Welche Bedeutung hat Nationalismus für die Demokratiebewegung in Serbien?

Aleksandar Vučić, Nationalflagge Serbiens und die Gespenster der Demokratie. Artwork: Colnate Group, 2025 (cc by nc)
Aleksandar Vučić, Nationalflagge Serbiens und die Gespenster der Demokratie. Artwork: Colnate Group, 2025 (cc by nc)

Serbiens Präsident Aleksandar Vučić ist seit 2012 an der Macht und wird sowohl von westlichen als auch von östlichen Verbündeten weithin als Stabilitätsgarant angesehen. Anstatt sich ausschließlich einem geopolitischen Block anzuschließen, versucht das Vučić-Regime, ausgewogene und kooperative Beziehungen zu mehreren Weltmächten aufrechtzuerhalten. Zu diesem Zweck hat Vučić die von Student*innen angeführten Proteste, die durch den Einsturz des Bahnhofsdachs in Novi Sad am 1. November 2024 ausgelöst wurden, je nach Publikum entweder als vom Westen unterstützt oder als von Russland beeinflusst dargestellt.
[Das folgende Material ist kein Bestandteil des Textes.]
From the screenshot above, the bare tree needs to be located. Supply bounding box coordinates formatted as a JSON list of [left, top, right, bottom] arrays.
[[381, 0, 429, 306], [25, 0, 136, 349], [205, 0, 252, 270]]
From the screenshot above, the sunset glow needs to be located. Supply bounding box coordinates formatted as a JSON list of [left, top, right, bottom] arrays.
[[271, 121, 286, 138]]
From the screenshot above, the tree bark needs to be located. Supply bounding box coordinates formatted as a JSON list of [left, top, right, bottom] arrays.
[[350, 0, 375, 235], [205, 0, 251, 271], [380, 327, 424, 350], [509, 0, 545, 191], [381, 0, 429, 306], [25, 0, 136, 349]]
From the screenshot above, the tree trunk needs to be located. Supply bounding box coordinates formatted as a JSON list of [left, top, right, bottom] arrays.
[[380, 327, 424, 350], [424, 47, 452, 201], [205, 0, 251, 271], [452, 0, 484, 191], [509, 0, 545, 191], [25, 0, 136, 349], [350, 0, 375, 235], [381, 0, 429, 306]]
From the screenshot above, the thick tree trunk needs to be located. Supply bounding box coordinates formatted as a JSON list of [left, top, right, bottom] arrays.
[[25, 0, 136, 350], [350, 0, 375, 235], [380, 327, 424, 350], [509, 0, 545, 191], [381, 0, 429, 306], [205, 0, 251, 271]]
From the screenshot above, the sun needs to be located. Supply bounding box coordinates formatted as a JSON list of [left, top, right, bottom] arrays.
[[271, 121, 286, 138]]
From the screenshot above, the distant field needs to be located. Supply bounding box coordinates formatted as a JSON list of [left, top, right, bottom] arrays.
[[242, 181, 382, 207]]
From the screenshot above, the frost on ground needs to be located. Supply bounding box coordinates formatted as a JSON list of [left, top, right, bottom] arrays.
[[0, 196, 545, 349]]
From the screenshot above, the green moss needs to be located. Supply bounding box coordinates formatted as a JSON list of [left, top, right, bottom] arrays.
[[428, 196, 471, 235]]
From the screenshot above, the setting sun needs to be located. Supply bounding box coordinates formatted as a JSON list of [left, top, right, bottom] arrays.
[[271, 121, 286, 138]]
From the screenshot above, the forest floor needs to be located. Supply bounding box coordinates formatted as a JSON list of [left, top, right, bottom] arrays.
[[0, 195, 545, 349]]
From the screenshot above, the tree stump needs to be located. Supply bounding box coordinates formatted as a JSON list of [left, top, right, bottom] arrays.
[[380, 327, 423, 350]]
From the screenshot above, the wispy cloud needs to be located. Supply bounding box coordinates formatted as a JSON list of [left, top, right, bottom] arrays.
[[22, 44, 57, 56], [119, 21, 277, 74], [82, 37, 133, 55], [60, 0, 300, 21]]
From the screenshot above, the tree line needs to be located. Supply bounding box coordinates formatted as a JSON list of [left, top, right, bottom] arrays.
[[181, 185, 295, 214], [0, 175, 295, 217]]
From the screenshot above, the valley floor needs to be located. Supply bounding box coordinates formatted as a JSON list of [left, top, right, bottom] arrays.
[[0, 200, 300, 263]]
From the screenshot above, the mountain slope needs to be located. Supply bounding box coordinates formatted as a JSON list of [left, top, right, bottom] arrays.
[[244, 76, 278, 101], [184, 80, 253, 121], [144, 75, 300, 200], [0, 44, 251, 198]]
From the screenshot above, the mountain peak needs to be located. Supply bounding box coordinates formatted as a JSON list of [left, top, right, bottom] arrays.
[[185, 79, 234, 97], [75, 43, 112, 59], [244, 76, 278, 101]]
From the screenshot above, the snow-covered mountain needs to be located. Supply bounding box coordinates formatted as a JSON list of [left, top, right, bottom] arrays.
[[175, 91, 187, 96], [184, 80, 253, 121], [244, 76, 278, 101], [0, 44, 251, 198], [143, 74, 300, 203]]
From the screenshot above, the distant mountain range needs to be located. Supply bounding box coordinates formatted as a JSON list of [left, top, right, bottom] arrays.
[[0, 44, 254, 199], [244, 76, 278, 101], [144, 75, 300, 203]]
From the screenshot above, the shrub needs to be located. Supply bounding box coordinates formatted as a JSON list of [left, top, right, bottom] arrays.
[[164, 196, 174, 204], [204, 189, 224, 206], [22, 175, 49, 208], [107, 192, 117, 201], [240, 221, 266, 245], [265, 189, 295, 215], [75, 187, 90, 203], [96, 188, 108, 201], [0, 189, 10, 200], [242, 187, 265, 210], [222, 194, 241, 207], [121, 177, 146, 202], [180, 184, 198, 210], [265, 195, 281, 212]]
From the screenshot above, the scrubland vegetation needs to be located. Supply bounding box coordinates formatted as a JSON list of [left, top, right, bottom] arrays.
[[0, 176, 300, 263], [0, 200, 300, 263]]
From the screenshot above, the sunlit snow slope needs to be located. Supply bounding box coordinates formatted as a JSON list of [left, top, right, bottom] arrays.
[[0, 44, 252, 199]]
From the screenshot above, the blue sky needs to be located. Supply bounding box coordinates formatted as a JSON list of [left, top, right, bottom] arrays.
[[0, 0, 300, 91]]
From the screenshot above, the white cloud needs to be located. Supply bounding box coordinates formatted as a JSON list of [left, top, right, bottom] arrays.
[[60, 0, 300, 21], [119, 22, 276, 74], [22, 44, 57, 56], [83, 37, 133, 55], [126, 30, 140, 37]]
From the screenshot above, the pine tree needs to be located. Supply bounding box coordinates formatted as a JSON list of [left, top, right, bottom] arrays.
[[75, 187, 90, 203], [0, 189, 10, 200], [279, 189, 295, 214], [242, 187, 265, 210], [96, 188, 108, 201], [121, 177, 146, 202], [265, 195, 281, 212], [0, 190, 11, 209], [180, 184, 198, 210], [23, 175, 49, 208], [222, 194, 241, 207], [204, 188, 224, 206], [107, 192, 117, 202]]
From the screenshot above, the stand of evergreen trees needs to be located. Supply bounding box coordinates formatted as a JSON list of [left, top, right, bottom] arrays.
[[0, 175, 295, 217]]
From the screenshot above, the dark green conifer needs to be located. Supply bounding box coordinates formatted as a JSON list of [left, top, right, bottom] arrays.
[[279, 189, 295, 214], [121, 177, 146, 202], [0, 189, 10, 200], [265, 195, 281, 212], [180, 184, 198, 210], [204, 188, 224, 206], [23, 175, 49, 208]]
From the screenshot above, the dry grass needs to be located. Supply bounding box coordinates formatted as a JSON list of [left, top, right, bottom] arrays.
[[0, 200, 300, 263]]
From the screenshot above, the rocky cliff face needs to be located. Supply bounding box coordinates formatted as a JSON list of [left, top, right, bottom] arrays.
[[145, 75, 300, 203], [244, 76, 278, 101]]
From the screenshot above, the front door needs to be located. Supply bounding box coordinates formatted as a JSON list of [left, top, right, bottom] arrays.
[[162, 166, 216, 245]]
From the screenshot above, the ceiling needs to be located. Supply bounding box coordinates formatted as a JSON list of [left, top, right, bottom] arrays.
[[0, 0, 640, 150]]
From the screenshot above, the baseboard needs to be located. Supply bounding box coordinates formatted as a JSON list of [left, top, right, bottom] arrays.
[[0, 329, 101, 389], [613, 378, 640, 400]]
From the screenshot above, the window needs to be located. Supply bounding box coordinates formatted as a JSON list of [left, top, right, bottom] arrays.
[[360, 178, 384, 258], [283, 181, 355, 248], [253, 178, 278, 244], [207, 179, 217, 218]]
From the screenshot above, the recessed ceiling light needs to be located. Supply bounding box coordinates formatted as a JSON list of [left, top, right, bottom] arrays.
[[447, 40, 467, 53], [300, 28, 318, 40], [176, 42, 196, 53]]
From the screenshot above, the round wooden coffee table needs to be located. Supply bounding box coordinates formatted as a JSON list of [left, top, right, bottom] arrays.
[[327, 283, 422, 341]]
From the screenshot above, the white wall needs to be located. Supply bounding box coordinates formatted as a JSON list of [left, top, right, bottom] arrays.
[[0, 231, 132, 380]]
In ihrem Artikel erklärt Gresa Hasa, dass solche Verzerrungen und Delegitimierungen die innenpolitische Opposition verschleiern und gleichzeitig Spaltung, Hass sowie eine nationalistische Denkweise konsolidieren, die selbst die Bewegung gegen das Regime von Vučić nicht überwunden hat.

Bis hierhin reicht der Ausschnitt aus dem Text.